You switch between memory clocks and something about "1 GHz" clocks, which I'm supposed to translate as processor clocks? Sorry, Dan, but it's not my fault (nor Rambus') if you can't make a coherent argument.

<Wide memory channels fill wide cache lines in fewer bus cycles.>

Sure, if the speed is the same. But the speeds aren't the same; RDRAM transfers data at a much faster rate than DDR. That's why RDRAM can squeeze data through a 16-bit channel. DDR already requires a 64-bit channel in order to brute-force its burst rate above RDRAM, and even then, DDR is less efficient at using that bandwidth.

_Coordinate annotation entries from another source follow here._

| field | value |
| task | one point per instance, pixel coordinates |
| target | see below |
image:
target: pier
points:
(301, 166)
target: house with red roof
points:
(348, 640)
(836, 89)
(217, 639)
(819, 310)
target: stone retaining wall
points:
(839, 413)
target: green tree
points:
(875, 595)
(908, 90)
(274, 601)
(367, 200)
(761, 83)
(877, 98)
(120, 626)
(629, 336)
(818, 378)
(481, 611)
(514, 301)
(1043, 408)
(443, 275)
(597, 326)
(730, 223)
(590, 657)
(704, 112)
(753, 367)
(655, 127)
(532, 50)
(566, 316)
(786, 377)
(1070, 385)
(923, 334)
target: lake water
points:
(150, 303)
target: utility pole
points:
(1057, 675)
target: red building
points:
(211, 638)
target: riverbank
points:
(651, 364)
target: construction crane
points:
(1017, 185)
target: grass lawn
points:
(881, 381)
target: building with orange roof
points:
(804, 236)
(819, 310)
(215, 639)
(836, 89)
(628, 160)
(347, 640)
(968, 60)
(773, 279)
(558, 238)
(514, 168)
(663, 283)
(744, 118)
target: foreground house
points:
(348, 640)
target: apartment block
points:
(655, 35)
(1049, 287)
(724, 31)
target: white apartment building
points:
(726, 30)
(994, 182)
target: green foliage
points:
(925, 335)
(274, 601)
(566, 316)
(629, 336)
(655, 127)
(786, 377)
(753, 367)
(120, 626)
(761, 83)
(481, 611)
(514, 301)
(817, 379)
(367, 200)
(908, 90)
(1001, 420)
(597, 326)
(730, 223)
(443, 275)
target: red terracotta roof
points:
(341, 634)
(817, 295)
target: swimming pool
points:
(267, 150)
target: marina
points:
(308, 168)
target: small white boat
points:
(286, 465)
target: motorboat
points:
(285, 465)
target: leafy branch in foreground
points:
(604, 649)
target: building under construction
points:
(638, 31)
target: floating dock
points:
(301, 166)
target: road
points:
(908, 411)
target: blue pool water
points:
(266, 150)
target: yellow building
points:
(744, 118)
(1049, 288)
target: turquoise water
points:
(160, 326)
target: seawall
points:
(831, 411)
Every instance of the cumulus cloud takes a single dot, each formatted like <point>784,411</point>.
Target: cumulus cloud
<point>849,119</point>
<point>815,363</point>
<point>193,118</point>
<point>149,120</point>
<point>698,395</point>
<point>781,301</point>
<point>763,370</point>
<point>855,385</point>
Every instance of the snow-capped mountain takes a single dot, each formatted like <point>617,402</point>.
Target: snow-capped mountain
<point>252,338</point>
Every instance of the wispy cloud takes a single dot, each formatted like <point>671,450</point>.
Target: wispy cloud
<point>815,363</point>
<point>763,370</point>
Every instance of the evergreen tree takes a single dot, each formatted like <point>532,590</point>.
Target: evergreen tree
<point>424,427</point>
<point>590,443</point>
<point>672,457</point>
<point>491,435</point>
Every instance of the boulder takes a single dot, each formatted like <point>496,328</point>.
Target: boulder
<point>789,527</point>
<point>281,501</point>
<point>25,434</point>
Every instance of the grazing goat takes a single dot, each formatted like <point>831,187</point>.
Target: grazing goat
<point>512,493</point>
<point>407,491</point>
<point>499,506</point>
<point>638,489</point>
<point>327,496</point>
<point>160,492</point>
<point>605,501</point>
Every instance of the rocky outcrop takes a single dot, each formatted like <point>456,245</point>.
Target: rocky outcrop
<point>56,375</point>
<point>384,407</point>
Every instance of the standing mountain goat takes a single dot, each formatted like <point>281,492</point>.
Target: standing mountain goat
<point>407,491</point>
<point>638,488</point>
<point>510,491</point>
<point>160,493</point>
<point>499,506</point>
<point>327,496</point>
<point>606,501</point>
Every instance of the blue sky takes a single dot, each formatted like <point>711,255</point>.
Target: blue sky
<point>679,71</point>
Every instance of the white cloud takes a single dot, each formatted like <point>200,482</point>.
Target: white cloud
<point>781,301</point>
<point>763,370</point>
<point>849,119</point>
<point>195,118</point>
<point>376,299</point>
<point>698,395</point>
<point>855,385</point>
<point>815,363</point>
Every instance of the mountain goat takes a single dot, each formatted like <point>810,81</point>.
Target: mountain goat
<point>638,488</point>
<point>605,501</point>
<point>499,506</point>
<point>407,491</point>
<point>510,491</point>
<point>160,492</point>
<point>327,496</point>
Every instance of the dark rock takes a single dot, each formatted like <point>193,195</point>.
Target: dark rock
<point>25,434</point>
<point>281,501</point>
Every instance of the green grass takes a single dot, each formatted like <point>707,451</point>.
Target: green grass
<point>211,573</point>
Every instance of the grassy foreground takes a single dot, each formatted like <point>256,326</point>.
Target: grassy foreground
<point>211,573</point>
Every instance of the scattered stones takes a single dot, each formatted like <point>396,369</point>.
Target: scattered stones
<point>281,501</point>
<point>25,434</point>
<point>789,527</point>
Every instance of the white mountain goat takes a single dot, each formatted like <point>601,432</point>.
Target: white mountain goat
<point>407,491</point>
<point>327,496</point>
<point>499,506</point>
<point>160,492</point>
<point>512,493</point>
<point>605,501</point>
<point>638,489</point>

<At 800MHZ, dual channel rambus moves 4 bytes in each memory bus cycle - it's actually 1.24 clocks, but I've never read of better than half cycle latching, so I called it 1.5. I suppose that some chipset/CPUs wait for an entire cache line to be filled before accepting data (and ending the stall that led to the request in the first place) but my understanding was that current Intel and AMD systems were brighter than that. Am I right or wrong?>

RDRAM transfers data in packets of 16 bytes. I'm guessing that with Intel's 820 chipset, it must wait for all 16 bytes to come in before starting the data transfer on the FSB. That translates to 10 nsec. Then the next 16 bytes will come in from RDRAM faster than the first 16 bytes can go over the FSB, so no matter what, we're limited by the FSB. In the case of dual-RDRAM (840 chipset), 32 bytes are transferred at a time from RDRAM. The chipset must wait for all 32 bytes before sending it over onto the FSB. But that also translates into 10 nsec, and we're still limited by the FSB. (By the way, a P6 cacheline is 32 bytes, if you didn't know, so a ton of the potential RDRAM bandwidth in the 840 chipset is left unused. Tehama should make much better use of the RDRAM bandwidth thanks to the quad-pumped Willamette bus.)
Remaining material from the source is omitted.